A few firsts

There were moments during my darker moments of stumbling through the darkness of cancer when I often thought of what it would be like to return to work as a physician. I now have about two months of working back under my belt to know that sort of like riding a bike or the first ski of the year. The second of these analogies seems more appropriate for this time of year. In fact I got in a wonderful early season ski the other evening. We got a little dusting here in town but up in the Chugach foothills we received a nice early season blanket of white. Many people had been out before I got a chance to try it out but most of the eager outdoor crowd seemed to be stuck in summer mode or overly excited about the new fat tire bike craze. What ever they were into the trail at Glen Alps was packed out and the skiing was reasonable.

I remember so many years of getting out on skis and sort of flopping around for a while to get the feeling and rhythm back to make it feel right. Many of those memories are so pleasing, early days on Rabbit ears at the campgrounds, eventually at Bruce’s trail, the college days up beyond Red Lady, and the more recent years at Glen Alps. Every year the feeling of the glide comes back a bit quicker and is even more enjoyable. This year was no different and even more rewarding. Eventually I hit the end of where everyone else dared to go. Beyond was fresh snow but hidden rocks. Despite my desire to look like Ben Husaby in that old Snickers commercial (traumatizing for most nordic skiiers as that came out when we were all skate skiing not dorking through the powder on wooden skis) I picked my way further up the valley just so I felt like I had outdone all my early season diehards. I did not ruin my skis but they do have some new wounds.

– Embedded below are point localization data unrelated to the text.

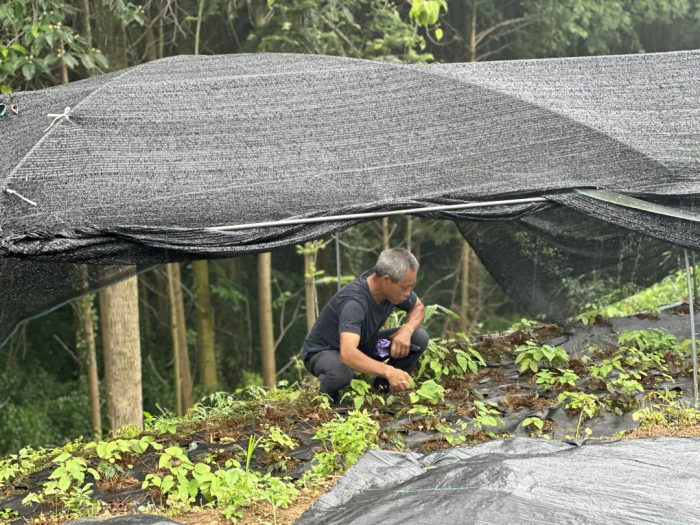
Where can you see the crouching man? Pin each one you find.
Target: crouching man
(347, 336)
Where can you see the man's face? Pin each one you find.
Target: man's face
(398, 292)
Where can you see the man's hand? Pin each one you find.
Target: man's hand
(398, 379)
(400, 342)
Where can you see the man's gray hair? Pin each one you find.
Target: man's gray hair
(394, 262)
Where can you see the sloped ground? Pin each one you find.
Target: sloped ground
(490, 401)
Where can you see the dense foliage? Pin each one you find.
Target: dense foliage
(43, 393)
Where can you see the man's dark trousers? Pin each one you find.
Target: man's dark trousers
(334, 375)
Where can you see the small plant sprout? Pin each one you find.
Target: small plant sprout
(439, 361)
(549, 379)
(360, 392)
(533, 421)
(588, 405)
(663, 409)
(344, 441)
(531, 356)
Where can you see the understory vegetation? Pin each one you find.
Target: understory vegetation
(234, 452)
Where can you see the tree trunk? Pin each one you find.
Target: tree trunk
(385, 233)
(87, 29)
(175, 336)
(86, 343)
(409, 231)
(474, 287)
(146, 317)
(205, 325)
(119, 313)
(110, 36)
(199, 27)
(64, 67)
(309, 286)
(267, 339)
(162, 306)
(161, 37)
(183, 373)
(464, 305)
(472, 33)
(150, 37)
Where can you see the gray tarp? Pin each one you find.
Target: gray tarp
(522, 481)
(154, 155)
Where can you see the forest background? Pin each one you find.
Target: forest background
(232, 323)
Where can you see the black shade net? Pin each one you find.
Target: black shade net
(152, 157)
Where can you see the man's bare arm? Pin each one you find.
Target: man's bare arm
(351, 356)
(415, 317)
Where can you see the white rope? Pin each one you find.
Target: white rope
(56, 118)
(353, 216)
(25, 199)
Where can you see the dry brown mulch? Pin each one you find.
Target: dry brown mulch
(532, 401)
(117, 483)
(656, 431)
(433, 446)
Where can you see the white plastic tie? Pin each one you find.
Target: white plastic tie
(56, 118)
(25, 199)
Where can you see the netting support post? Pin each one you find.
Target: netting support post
(337, 258)
(691, 307)
(695, 280)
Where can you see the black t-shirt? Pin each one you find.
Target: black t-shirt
(352, 309)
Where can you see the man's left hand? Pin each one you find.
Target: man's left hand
(400, 343)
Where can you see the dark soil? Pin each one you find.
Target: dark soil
(648, 315)
(457, 389)
(494, 374)
(511, 388)
(683, 309)
(432, 446)
(603, 321)
(578, 366)
(493, 348)
(596, 385)
(547, 332)
(532, 401)
(117, 483)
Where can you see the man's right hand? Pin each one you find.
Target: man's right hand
(398, 379)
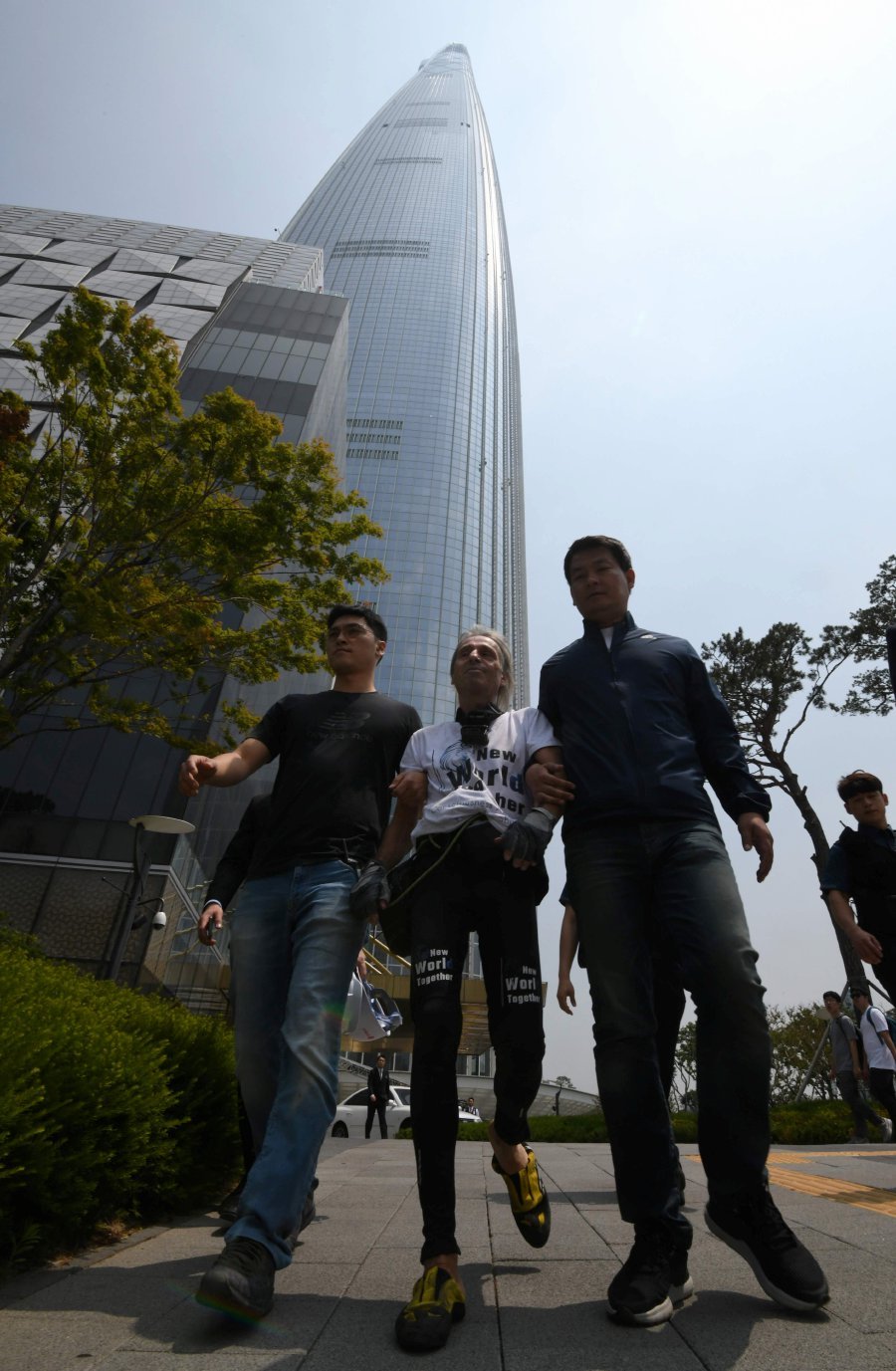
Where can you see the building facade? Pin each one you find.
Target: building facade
(412, 231)
(247, 313)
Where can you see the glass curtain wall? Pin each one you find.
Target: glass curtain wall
(412, 229)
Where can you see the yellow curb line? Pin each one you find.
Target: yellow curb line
(827, 1188)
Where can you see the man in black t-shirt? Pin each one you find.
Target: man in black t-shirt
(294, 937)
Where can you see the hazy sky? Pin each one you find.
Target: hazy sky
(700, 200)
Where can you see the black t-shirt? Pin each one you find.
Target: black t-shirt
(337, 753)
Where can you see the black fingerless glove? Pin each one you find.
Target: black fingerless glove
(370, 891)
(528, 838)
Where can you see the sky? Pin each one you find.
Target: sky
(700, 200)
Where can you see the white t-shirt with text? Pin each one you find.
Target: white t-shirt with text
(873, 1022)
(465, 779)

The point of all this is that I have fallen back into the groove of working. Just like the early season strides the feeling of caring for people and directing the plan of care has not been to foreign to regain. Clearly, it is different now that I can commiserate with many of the concerns I hear about now. Still to be on this side of the worry is less dramatic to say the least. There is just no way no matter what my history is that I can truly feel or understand someone else’s situation. Yes I still feel the anxiety of looking at my labs and wondering when my world might crumble again and I remember so many of the feelings they have  but we are all different. So once I felt that more smooth delivery of my thoughts to patients I started wondering what would happen when I ran into someone with AML.

Well, it happened. Yesterday, I heard of an admission I would be taking from a partner at another hospital who had AML. As I have learned that simple three letters clearly does not give an adequate picture of the situation. My new patient had a lot of problems associated as most of us AML battlers do. I wondered how I would act when I walked in. Sort of like if you are called to the front of a room and you must walk through a crowd, you can’t help but think “how could I forget how to walk right now, something I do all the time?” which just makes it worse.  Well that is the feeling of walking into a room with a patient who carries the same diagnosis.

I managed to revert to my learned habits. Sit at the edge of the bed, recap the story I know, ask some open enders, narrow down to the pertinent issues, get the review of systems and start to discuss the plan. Well, I got through that and didn’t even mention my AML. I was glad I could ask him about it and not cry myself. I realized at one point though I was clearly relying on my routine when I asked in my systems review if he was depressed. I immediately knew what a dumb question that was. I got asked this many times and so many times I just wanted to say ” what do you F—ing think?” I caught myself really quick and before he could answer said “wait let me explain” and I reminded him that everything he was feeling was okay.

Depression carries this weird stigma of weakness but in so many cases it is not pathological but just an appropriate response to a horrible situation. There is clearly depression which is troublesome but his was, just like many of my patients, and my own was the right thing to feel. After explaining I rephrased, and asked how he was coping. More open ended and we started talking more. I eventually did tell him we had the same Oncologist and the same cancer diagnosis. I didn’t expect anything from him in response and we moved on. Later it made me wonder how many of my own providers through this have had horrendous disease of their own. As I drove home thinking about this I felt sort of like an ass that I didn’t take more time to think of my providers along the way. My guess is this is more along the pathological thought processing than normal. Still I think I will pay attention to them a bit more in the future.

As I seem to be wading through my feelings of my encounter today and think ahead to the next week I will have with him I realize I really miss writing. I have some many thoughts about my days. My first ski of the year, my daily encounters, my thoughts of the past, my lessons of the past come to bear on the now, my stories of my life and those of my wonderfully developing family. I wish I had some more time to write. Just like the routine of an early season ski the routine of my day’s has become hectic again. I have more joy in my days also and that makes my thoughts seem less poignant. Still amidst the wonder and struggle of life there is always so much to reflect on at the end of the day or in the few minutes sandwiched in between activities. This is better than tripping in the darkness of cancer.

Head Up, Heart Strong. I need a cure.